En pratique, le calcul du CDT d’un émail est inutilisable

Comprendre le calcul du CDT de l’émail peut donner néanmoins une orientation au céramiste pour ajuster une glaçure en modifiant sa composition. Les glaçures ayant de hauts pourcentages en particules de quartz libre ont la plus haute expansion. Les porcelaines vitreuses (où le feldspath a dissous une bonne partie de la silice) et certains corps tels que la mullite ou la phyrophyillite ont les plus faibles expansions.

D’autres facteurs influencent le CDT de l’émail

Il faut compter aussi avec le degré de dissolution et d’homogénéité des différentes particules dans le mélange. Le degré auquel sont survenues la séparation de phases et la cristallisation au cours du refroidissement dans le four affectent également le CDT.  Comprendre le CDT d’un émail spécifique est donc le résultat de l’ensemble des variables qui participent au CDT.

En pratique, ceci ne peut se faire qu’au cours du temps et avec de l’expérience .

C’est par des calculs de composition d’émail et des tests répétés que l’ajustement de l’émail à l’argile peut être démontré.

Interaction pâte-glaçure

Jusqu’ici, on a considéré les CDT de la pâte et de la glaçure séparément mais quelle est leur interaction?

La glaçure en fusion va dissoudre la pâte en partie. Il en résulte une couche intermédiaire tesson-glaçure. Sa composition et ses propriétés sont fonction de la composition respective des deux matériaux, de la courbe de température et de l’épaisseur de la glaçure. Plus cette couche est épaisse et plus les tensions du tesson sur la glaçure sont faibles. En enrichissant la glaçure en silice, on réduit sa dilatation et on diminue le risque de tressaillage. De même, la re-cuisson d’une pièce peut faire disparaître le tressaillage par enrichissement de la glaçure en silice au niveau de la couche intermédiaire.
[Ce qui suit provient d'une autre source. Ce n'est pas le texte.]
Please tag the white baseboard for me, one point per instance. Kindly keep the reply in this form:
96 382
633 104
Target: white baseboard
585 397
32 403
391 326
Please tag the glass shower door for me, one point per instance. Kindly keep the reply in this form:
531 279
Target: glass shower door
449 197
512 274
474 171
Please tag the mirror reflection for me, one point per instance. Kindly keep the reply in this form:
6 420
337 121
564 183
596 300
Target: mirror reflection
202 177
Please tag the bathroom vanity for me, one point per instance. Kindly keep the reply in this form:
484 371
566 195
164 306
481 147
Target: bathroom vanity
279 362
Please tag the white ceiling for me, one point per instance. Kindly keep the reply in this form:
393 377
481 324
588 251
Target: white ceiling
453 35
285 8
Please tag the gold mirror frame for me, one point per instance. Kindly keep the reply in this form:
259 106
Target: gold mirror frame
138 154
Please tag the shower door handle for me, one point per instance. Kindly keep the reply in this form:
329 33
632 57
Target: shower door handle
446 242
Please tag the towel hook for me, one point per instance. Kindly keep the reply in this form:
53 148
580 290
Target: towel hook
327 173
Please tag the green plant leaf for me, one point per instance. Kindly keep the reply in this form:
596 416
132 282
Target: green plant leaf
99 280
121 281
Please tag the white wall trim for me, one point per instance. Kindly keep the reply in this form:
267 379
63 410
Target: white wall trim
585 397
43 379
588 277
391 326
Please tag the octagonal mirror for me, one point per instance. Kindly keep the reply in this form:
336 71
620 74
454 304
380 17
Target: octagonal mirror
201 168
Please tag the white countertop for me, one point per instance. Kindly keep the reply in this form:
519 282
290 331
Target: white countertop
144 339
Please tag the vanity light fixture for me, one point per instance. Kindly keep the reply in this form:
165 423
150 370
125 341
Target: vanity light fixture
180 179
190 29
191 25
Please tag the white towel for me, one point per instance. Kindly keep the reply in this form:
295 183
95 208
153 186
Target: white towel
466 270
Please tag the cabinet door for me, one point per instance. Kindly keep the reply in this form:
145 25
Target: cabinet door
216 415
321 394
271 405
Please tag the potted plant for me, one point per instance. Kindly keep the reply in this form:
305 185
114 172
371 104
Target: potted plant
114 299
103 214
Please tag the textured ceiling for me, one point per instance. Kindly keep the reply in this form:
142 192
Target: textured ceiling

Pour éviter l’écaillage, il faut préserver la couche intermédiaire en favorisant au maximum la fixation de la glaçure au tesson. Donc, prévoir de bien dépoussiérer le dégourdi avant de l’émailler.

Comment prévoir si une glaçure va tressailler?

Mon conseil: clique sur le lien smart2000.fr

En résumé: émaille une face d’une plaquette biscuitée bien plane et fait la cuire. Si elle se déforme, c’est que tu as un risque de tressaillage.

Choisir et préparer son argile

Il faut commencer par le commencement, choisir une argile. Du grès , de la faïence, de la porcelaine ça ne se cuit pas de la même façon et l'objectif est souvent différent selon qu'on veut faire des objets de déco ou des objets culinaires. Si on veut tourner, sculpter, modeler, on aura des argiles différentes. Pour faire des plats allant au four, encore une autre. Comment s'y retrouver?

Inutile de re-traiter les bases de ce sujet très vaste, il suffit de consulter des sites web tels que Faiencerie de la Doller ou celui de Sarah  le-blog-du-bol

Quand on a fait son choix de ce qu’on veut créer,  comparer les gammes et les tarifs et trouver le fournisseur le plus près de chez soi pour aller la chercher car livrer de l’argile coûte cher. Avant de se décider, interroger les réseaux ne coûte rien et évite bien de déboires surtout au débutant.

ceram-decor

solargil

ceradel

como-ceramique

cigale et fourmi

Ce qu’il ne faut surtout pas faire en raison des risques de mélange de terres:

1/ Stocker au même endroit la faïence, le grès ou la porcelaine 2/ Préparer ces 3 produits sur la même plaque de plâtre 3/ Les sécher au même endroit 4/ Les placer ensemble dans le four.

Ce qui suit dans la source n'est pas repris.